A psychiatric consultant was brought in, a distinguished New York doctor called Shapir. He was requested to work with both Temski and Hughes. It was of course unthinkable to admit that the mission had been a failure (the word ‘disaster’ was not even mentioned), but a couple of rumors had leaked out to the press despite all security precautions. Irresponsible journalists demanded to know why the crew of Psyche XIV was being held incommunicado, and claimed the ‘right’ of the American people to ‘know’, etc. It had been necessary to issue a statement concerning a new health test being run on astronauts who had spent over fifteen days in space, due to Commander Rogers’s unexpected and tragic death from heart failure, and to have a whole new series of articles written for the papers concerning plans for a ‘Little America’ dome city on Mars, to maintain a positive attitude in the public. The real people of course knew that the rest of the Psyche program was in jeopardy; and they instructed Dr Shapir to diagnose and cure the astronauts with all deliberate speed.

Shapir talked with Hughes for half an hour about the food in the hospital, Cal Tech, and the latest Chinese report on their Alpha Centauri probe, all very relaxed and trivial. Then he said, ‘What is it you see, when you open your eyes?’

Hughes, who was up and dressed now, sat silent for a while. Opaque goggles covered his eyes entirely, giving him the arrogant, staring look of people who affect dark glasses. ‘Nobody’s asked that,’ he said.

‘Didn’t the oculists?’

‘Yes, I guess Kray did. Early on. Before they decided I was a mental case.’

‘What did you tell him?’

‘It’s hard to describe. The point is, it’s indescribable. At first it was things going out of focus, going transparent, going away. Then the light. Too much light. Like overexposing a film, bleaching everything out. But with that, a kind of whirling. Changing positions and relationships, changing perspectives, constant transformation. It made me get dizzy. My eyes kept sending signals to my inner ears, I guess. Like that inner-ear disease, only in reverse. Doesn’t it foul up your spatial orientation?’

‘Meniere’s syndrome, I think it’s called, yes, it does. Especially on stairs and slopes.’

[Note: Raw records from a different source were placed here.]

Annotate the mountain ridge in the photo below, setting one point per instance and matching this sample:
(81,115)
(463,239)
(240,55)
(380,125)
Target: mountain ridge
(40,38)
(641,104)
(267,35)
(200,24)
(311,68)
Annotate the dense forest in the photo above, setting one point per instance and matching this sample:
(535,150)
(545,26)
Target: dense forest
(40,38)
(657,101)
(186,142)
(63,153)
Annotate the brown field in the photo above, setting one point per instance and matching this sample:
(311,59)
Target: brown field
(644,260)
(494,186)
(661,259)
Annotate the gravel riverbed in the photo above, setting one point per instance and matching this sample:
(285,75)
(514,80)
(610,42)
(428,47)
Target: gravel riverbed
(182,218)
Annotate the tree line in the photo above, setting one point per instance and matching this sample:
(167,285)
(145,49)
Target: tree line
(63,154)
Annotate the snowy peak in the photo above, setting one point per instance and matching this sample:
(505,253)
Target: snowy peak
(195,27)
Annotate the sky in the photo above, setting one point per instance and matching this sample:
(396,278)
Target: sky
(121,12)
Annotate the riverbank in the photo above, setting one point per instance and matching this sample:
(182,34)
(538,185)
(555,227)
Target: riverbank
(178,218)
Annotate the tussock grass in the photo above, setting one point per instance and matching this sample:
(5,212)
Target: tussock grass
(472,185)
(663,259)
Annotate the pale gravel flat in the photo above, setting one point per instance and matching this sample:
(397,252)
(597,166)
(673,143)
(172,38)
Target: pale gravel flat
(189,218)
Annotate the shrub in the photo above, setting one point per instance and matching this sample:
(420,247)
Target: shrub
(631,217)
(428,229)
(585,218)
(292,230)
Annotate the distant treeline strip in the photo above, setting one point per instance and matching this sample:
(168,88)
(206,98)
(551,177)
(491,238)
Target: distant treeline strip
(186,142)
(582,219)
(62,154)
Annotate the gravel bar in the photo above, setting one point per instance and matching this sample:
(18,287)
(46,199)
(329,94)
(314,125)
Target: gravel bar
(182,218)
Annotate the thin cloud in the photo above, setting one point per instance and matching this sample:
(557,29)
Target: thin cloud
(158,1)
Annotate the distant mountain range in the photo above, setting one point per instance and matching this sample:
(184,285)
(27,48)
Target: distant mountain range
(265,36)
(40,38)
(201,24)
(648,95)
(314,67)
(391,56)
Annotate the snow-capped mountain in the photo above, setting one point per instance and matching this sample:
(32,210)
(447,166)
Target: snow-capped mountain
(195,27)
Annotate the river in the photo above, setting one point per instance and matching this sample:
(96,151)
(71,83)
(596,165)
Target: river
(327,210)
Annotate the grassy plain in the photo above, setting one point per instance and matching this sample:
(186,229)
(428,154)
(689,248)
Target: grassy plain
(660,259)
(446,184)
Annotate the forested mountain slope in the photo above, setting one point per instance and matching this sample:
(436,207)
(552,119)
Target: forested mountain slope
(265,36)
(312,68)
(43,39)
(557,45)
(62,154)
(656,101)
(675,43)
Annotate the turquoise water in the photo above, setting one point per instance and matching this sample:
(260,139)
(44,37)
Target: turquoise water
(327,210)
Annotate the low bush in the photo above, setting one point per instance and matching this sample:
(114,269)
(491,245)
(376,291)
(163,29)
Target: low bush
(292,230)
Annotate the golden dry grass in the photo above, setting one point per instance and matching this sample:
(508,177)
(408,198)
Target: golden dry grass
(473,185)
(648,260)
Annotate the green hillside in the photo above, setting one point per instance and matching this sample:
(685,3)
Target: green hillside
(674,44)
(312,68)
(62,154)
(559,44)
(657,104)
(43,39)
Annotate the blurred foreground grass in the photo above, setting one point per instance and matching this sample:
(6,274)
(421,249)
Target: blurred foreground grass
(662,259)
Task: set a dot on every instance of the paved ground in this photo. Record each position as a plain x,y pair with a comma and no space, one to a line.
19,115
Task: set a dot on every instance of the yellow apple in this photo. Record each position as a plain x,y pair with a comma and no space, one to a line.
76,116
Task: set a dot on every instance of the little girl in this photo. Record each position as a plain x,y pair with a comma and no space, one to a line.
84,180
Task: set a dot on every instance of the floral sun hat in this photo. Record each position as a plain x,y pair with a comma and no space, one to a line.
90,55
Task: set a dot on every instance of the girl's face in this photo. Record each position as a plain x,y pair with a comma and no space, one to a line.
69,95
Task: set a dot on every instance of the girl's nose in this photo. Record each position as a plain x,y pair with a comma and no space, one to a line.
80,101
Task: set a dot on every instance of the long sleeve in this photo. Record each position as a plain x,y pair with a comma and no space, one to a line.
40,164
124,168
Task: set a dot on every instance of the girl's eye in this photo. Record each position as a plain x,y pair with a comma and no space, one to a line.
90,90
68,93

‘It’s as if I was looking from a great height, or ... up at a great height....’

‘Heights ever worry you?’

‘Hell no. They don’t even mean anything to me. What’s up and down, in space? No, see, I’m not giving you the picture. There is no picture. I’ve been trying to look more, to learn to ... how to see ... it’s not much good.’

There was a pause. ‘That takes courage,’ said Shapir.

‘What do you mean?’ the astronaut said sharply.

‘Well... To have the sensory input which is most important to the conscious mind—sight—reporting non-existent and incomprehensible things, in flagrant contradiction with all other sensory input—your touch, your hearing, your sense of balance, and so on—to have that going on, every time you try to open your eyes, and not only to live with it but to attempt to investigate it... It doesn’t sound easy.’